Such a sad case. You have two modes: the immature flaming nonsense as you do here, and in other forums, and the other, where you scream that you have made some point, which would not require
you return post after post, day after day to argue (or defend) if you actually had solid ground to stand on.
Defending anything too much is (usually) the evidence of an indefensible position.
Its your business if you want to support a weak plot device, but you're not convincing anyone that the film's choices to get to A4 were motivated by continuity of character that stands on the polar opposite of film examples presented (which you typically ignore).
Continue abusing your moderator position by flaming and making baseless accusations--its what you do, and endless examples are easy to find on this board. When you cannot force your often hollow arguments on any number of subjects or ideology (about anything) on others, you attack, then pretend you were simply having some sort of conversation. There is no conversation with you, as you are so shaking with--frankly disturbing--levels of rage and desperation in trying to force your myopic, "my way or no way" views on others. The moment your opinion is rejected/dismissed (all for legitimate reasons), in comes the lies and flames, as seen in this thread.
Grow up. Its a movie, not real life. That brand of keyboard warrior crap stopped being in fashion ages ago, but I'm sure you will continue be as abusive as ever.
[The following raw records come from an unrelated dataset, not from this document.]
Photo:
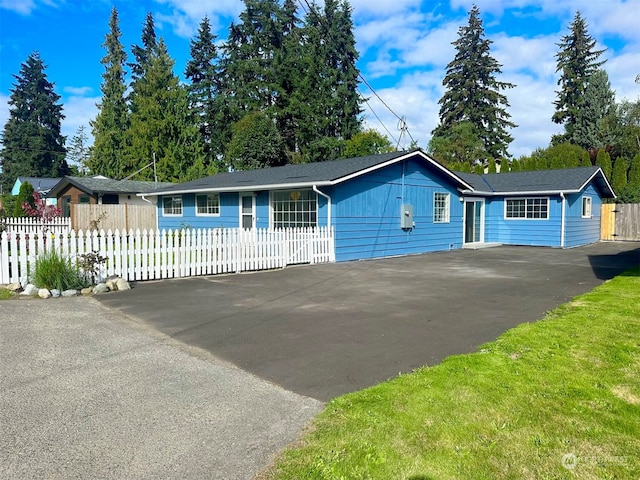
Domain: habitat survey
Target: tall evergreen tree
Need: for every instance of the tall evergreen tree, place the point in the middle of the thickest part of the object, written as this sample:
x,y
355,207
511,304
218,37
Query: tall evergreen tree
x,y
32,143
112,120
202,70
596,121
473,91
603,160
332,110
577,60
160,127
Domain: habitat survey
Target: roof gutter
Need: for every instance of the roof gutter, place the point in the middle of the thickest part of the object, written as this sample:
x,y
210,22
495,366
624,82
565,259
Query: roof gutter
x,y
315,189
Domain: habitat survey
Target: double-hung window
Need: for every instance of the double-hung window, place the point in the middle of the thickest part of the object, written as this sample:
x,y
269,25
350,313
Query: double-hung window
x,y
172,206
441,203
208,204
586,207
527,208
294,208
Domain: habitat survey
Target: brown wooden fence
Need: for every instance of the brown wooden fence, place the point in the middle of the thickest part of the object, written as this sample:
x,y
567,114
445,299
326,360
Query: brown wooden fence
x,y
620,221
113,217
...and that's the problem with Thor in the final minutes of
Infinity War: he was already presented as a man knowing that in the protection of those he cares about, absolute lethal force is necessary. As mentioned days ago, his actions in the New York battle from
The Avengers was Thor doing what was necessary against the doomsday threat posed by the Chitauri; Erik Selvig's life was in danger--that was on Thor's mind from the second Selvig's compromised mind was revealed to him Thor was emotionally invested in the fight--he had
someone to lose, so he could not--and would not pull back or halfass his duty. Character continuity has to inform every appearance going forward, and if it did not at any point after
The Avengers, then that's a failure on the part of the writers--which is clear in the final moments with Thanos, where once again, Thor was facing a doomsday threat--only its potential (now) made the Chitauri seem like playing softball in the park by comparison. No other character--as developed--would have shared the same level of understanding about the infinity stone threat, but stop short of the lethal blow...unless the plot needed them to suddenly
act out of character for the purposes of a sequel.
Its the equivalent of your random, experienced movie vampire hunter (in the last minutes of the film) hammering the stake into the vampire's chest
stopping short of piercing the heart to have some final word, when the known threat--if having even a moment of opportunity--will take it...and he does by slapping the stake away, knocking the hunter across the room, and making his escape. That would be weak plotting effectively making the hero look like an idiot, instead of the writers just creating a believable conflict which prevented victory.
That's the Thor situation, and its a poor way to move to a sequel.